Average mortgage rates on the turn
The latest data from the Bank of England reveals that after months of falls, average mortgage rates for new business started to rise in December 2021.
What they said
The average floating mortgage rate for new business 1.60%
The average fixed mortgage rate for new business 1.58%
The average overall mortgage rate for new business 1.59%
The Bank of England raised Bank Rate in December from its all-time low of 0.1% to 0.25% in part as a response to rising consumer price inflation. It is perhaps a surprise therefore that on new business, floating mortgage rates (which are typically linked to Bank Rate) actually fell.
It was not a surprise that fixed rates rose as lenders need to consider their funding costs over the fixed-rate period and the trends in loan pricing. Most commentators including ourselves expect Bank Rate to rise further in 2022 and we, therefore, believe lenders are factoring in the impact of future rate rises.
Twindig Housing Market Index
As the UK Government launched its White Paper explaining how it would seek to level up the UK economy, the Twindig Housing Market Index nudged up by 0.8% to 86.2.

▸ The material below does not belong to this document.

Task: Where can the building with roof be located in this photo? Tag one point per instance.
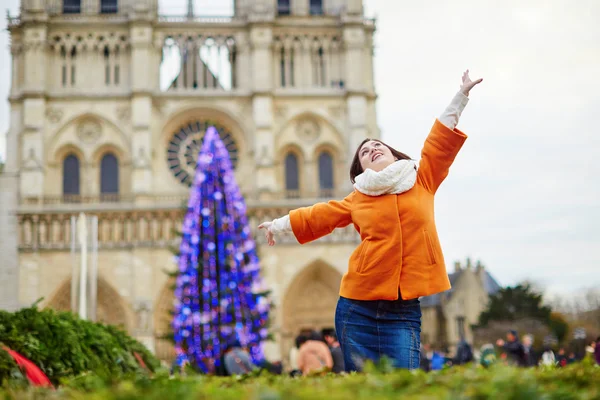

We were surprised that housing market investors did not react more strongly to the news that energy prices will increase significantly, a story that appeared to us to garner more headlines than the Levelling Up White Paper and the doubling of Bank Rate seemed to pass without comment.
Significantly rising energy prices will impact households ability to save for a deposit and the reduction in disposable income will trim a homebuyers mortgage capacity, which, in theory, should impact house prices.
The doubling of Bank Rate, albeit from a very low base, will feed into mortgage costs and most, including ourselves, expect several more rate rises before the year is out.
Perhaps both stories highlight the fact that we live in an economy that needs levelling up. Some can participate in the housing market, whilst others can't and the impact of rising energy bills and interest rates does not appear to negatively impact those who can.